Now, none if this means that there aren't consequences for irresponsible marijuana use. As with almost any substance, over-consumption of THC can cause adverse effects. Health professionals have recently raised concerns about the improper use of edible, cannabis-based products, especially by children. Eating too much of them may not be lethal, but dizziness, sweating, nausea, vomiting and extreme paranoia are not uncommon symptoms of over-consumption. High driving is also understandably a concern, though states and federal authorities have taken steps to keep people off the road after using marijuana.
Despite the stark differences in health risks between marijuana and alcohol use, federal drug agencies have continually denied that pot is less toxic than alcohol. And while anti-marijuana efforts continue to fuel the failed global war on drugs, getting drunk is celebrated as a national pastime in many places around the world.
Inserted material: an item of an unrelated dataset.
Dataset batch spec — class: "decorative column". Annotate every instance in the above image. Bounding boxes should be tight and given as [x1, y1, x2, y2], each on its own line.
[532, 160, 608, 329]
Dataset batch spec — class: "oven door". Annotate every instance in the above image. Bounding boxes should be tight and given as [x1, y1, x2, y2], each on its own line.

Out of a total of 1.5 million drug arrests made in the U.S. in 2011, about 750,000 were for marijuana -- a Schedule I drug under federal law, next to heroin and LSD. That averages out to a pot arrest every 42 seconds, according to an FBI report. A clear racial disparity is apparent in the enforcement of these laws, as black Americans are nearly four times more likely than white Americans to be arrested for marijuana possession, even though they use the drug at about the same rate. These trends have made harsh anti-weed laws a key contributor to the nation's prison-industrial complex.
The Since This Morning website launched just weeks after Attorney General Eric Holder announced that the federal government wouldn't intervene as Colorado and Washington state implement voter-approved plans for a system of legalized marijuana for adults. The symbolic step back gave the green light to other state legalization efforts, likely bolstered by national and state polling that has shown increasing support for legal pot. Holder's move also outraged police groups apparently not excited to see a shift away from the failed war on drugs.
While the Department of Justice explained its reasons for backing away from its previous commitment to marijuana prohibition at a Senate hearing this week, a number of federal prosecutors have said they don't believe the new policy announcement will change much about the types of pot prosecutions they bring.